During IndyCar’s season finale race weekend, Johnson told reporters Sept. 9 that he planned to explore his options with wife Chandra and daughters Evie and Lydia. Johnson told the Associated Press that his family is considering living abroad for a year or two, and he has toyed with the idea of running in the World Endurance Championship sports car series because of its international locales.

Johnson hasn’t ruled out IndyCar, IMSA sports cars or even a cameo in NASCAR next year. Since retiring from full-time NASCAR after the 2020 season, he has entered the endurance races of the IMSA WeatherTech SportsCar Championship in the No. 48 Ally Cadillac (including Saturday’s Petit Le Mans season finale).
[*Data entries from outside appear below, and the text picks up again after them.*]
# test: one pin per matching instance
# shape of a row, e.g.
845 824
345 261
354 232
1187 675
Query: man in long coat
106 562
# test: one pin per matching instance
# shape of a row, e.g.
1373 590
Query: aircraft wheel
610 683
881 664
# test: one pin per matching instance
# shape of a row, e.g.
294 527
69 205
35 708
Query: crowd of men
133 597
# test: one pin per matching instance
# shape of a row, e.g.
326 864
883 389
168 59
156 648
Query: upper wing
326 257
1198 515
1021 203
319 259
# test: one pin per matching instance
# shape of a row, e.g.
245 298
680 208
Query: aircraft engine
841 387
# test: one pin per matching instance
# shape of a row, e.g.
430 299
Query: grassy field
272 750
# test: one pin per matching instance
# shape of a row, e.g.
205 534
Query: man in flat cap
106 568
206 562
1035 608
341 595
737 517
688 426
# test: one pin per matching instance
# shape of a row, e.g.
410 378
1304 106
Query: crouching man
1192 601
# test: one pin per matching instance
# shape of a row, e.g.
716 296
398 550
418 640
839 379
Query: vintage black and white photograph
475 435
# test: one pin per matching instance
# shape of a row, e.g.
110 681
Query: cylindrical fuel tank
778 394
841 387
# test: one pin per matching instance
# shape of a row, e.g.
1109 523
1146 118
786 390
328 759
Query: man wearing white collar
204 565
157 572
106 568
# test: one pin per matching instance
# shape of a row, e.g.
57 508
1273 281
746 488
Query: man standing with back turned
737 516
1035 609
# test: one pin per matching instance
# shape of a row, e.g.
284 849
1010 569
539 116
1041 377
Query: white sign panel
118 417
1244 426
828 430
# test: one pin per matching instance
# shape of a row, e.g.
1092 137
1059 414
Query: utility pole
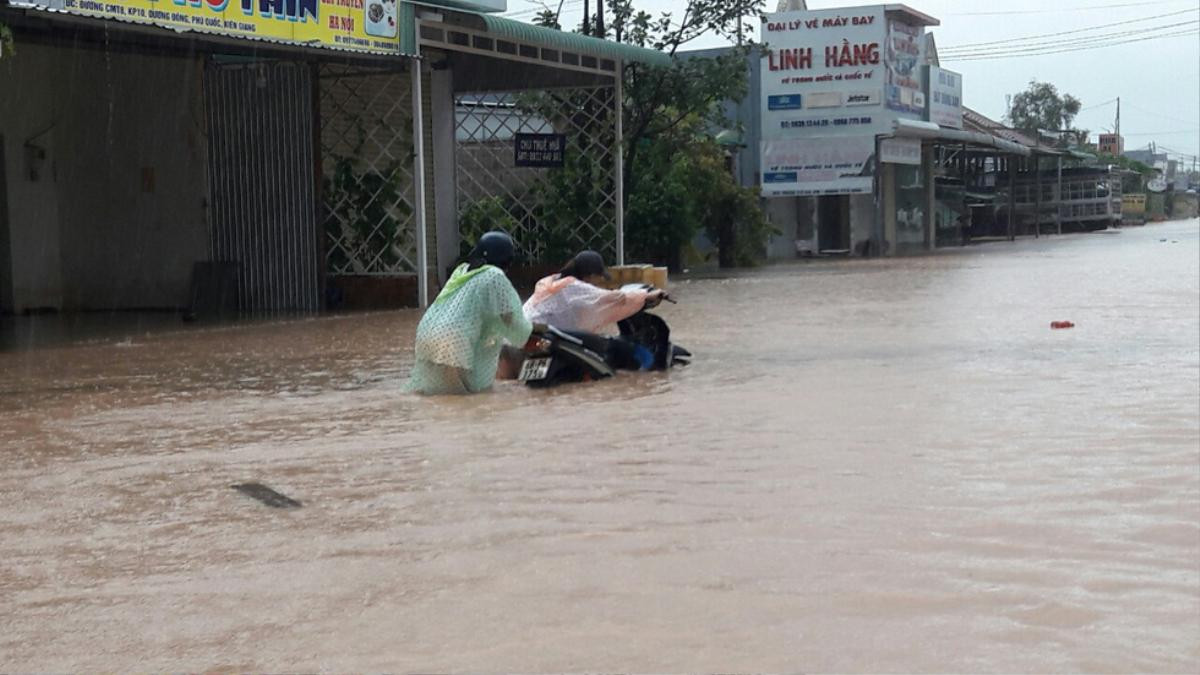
1120 142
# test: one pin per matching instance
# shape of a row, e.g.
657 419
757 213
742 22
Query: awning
912 129
573 41
549 42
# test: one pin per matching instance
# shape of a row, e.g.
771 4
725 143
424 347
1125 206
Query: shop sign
817 166
904 91
361 25
900 151
823 59
785 102
539 149
943 105
863 99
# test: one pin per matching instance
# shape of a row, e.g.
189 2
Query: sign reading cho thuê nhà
539 149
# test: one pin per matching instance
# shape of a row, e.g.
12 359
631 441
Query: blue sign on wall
780 177
784 102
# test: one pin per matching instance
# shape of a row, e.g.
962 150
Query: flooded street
871 466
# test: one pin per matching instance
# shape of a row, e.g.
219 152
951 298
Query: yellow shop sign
363 25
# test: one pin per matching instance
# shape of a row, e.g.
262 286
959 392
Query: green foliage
567 201
1042 107
365 209
695 191
676 183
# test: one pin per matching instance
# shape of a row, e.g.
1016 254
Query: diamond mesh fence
366 145
551 211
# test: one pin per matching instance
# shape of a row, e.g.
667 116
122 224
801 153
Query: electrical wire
1176 132
1146 111
1071 42
1029 37
1080 48
1098 105
1059 10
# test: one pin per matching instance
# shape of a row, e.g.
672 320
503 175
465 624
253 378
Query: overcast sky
1158 81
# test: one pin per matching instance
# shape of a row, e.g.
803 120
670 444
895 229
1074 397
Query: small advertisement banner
539 149
943 103
904 91
900 150
360 25
817 166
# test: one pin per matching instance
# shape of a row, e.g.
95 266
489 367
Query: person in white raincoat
460 338
571 300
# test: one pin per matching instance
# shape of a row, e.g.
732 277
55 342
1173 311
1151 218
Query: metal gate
553 213
261 178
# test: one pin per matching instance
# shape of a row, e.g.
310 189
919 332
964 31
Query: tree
670 113
1042 107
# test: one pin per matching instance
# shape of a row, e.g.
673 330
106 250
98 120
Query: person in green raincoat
460 338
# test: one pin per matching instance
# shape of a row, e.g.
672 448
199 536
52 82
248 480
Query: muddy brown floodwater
871 466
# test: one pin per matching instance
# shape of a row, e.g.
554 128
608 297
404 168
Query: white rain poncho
460 336
573 304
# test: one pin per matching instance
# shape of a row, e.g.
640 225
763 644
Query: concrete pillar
888 187
445 189
928 175
423 258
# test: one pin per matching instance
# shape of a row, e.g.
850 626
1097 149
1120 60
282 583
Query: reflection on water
873 465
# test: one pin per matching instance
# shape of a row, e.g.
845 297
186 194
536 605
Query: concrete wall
115 214
27 121
862 220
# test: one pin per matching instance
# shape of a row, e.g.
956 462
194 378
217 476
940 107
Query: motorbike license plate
534 369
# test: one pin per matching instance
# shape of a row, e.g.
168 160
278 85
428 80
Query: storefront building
275 155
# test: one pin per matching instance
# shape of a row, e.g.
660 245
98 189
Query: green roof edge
574 41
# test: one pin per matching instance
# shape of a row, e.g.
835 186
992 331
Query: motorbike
555 357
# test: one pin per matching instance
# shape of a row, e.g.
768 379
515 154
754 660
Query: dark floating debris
267 495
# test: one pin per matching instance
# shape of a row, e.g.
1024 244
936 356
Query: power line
1060 10
1098 105
1159 114
1068 42
1005 55
1176 132
1027 37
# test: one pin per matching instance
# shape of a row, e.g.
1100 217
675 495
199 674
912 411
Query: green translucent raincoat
460 336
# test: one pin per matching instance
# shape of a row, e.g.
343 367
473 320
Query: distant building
1111 143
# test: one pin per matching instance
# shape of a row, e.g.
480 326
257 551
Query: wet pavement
871 466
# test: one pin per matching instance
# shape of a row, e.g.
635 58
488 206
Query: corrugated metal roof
573 41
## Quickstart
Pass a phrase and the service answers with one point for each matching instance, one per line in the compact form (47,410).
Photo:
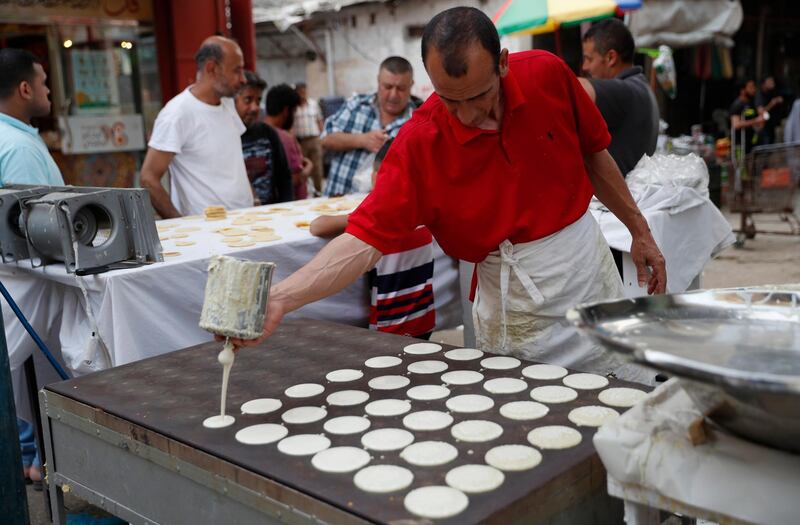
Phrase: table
(652,465)
(120,420)
(149,310)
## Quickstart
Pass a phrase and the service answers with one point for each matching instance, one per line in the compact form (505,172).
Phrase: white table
(154,309)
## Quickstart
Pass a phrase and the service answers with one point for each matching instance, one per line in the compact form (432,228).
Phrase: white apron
(524,292)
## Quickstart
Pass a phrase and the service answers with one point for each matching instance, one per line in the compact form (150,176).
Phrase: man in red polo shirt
(500,164)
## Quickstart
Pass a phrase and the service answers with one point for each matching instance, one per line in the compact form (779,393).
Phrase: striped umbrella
(542,16)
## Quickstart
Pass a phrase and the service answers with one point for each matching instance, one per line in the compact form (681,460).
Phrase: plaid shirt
(358,115)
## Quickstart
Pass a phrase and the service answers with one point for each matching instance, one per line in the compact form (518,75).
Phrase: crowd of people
(221,146)
(756,112)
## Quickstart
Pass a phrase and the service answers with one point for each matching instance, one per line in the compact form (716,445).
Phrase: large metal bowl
(737,352)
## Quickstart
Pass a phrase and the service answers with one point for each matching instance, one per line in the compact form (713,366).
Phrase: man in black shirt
(620,91)
(770,106)
(264,157)
(744,116)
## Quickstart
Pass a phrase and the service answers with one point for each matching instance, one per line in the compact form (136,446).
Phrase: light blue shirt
(24,158)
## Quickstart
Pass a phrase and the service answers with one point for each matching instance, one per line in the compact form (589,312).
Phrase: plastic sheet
(648,447)
(670,170)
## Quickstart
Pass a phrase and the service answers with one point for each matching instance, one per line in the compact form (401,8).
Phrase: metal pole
(13,498)
(329,61)
(36,412)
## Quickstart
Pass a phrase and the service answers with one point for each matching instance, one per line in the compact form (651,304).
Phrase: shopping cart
(764,183)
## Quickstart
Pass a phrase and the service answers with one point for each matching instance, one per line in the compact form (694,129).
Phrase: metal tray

Johnson also wants to race in the 24 Hours of Le Mans and is a prime candidate for the Garage 56 entry (a joint project of NASCAR and Hendrick Motorsports).

Johnson told the AP he is interested in becoming the latest driver to try “The Double” and run both the Coca-Cola 600 and Indy 500 on the same day (the most recent was Kurt Busch in 2014).

“You know me and endurance sports, and ‘The Double’ sounds awesome,” Johnson, a four-time Coke 600 winner, told AP. “I’ve always had this respect for the guys who have done ‘The Double.’ I would say it is more of a respect thing than a bucket-list item, and I’d love to put some energy into that idea and see if I can pull it off.”

It is less likely that he would return to IMSA’s endurance events because its top prototype series is being overhauled, limiting the amount of inventory available for the new LMDh cars in the rebranded GTP division.

Johnson has confirmed that he would retain primary sponsor Carvana, which has backed him in IndyCar the past two years. He revealed his decision Monday during the last episode of “Reinventing the Wheel,” Carvana Racing’s eight-part docuseries about his 2023 season.

“I’m thankful for the partnership with a company like Carvana for allowing me to take this journey in IndyCar, for seeing the value in our partnership and being open to future opportunities together,” Johnson said. “They have truly showed me that there are no finish lines in life. Along with Carvana, The American Legion, Ally, cbdMD and Frank August were there every step of the way, and I couldn’t have done it without all of them. Most importantly — and the true rockstars in all of this –my family, Chani, Evie and Lydia. They have always allowed me to chase my dreams, and we are all just really excited about what the future holds for all of us. I have enjoyed every minute of these last two years.”

Said Carvana co-founder Ryan Keeton: “During the past two years, Jimmie Johnson has been so amazing to collaborate with. Our team admires his passion, hard work and commitment to continuous improvement while also having fun, and we look forward to continuing to support him next year in this new chapter.”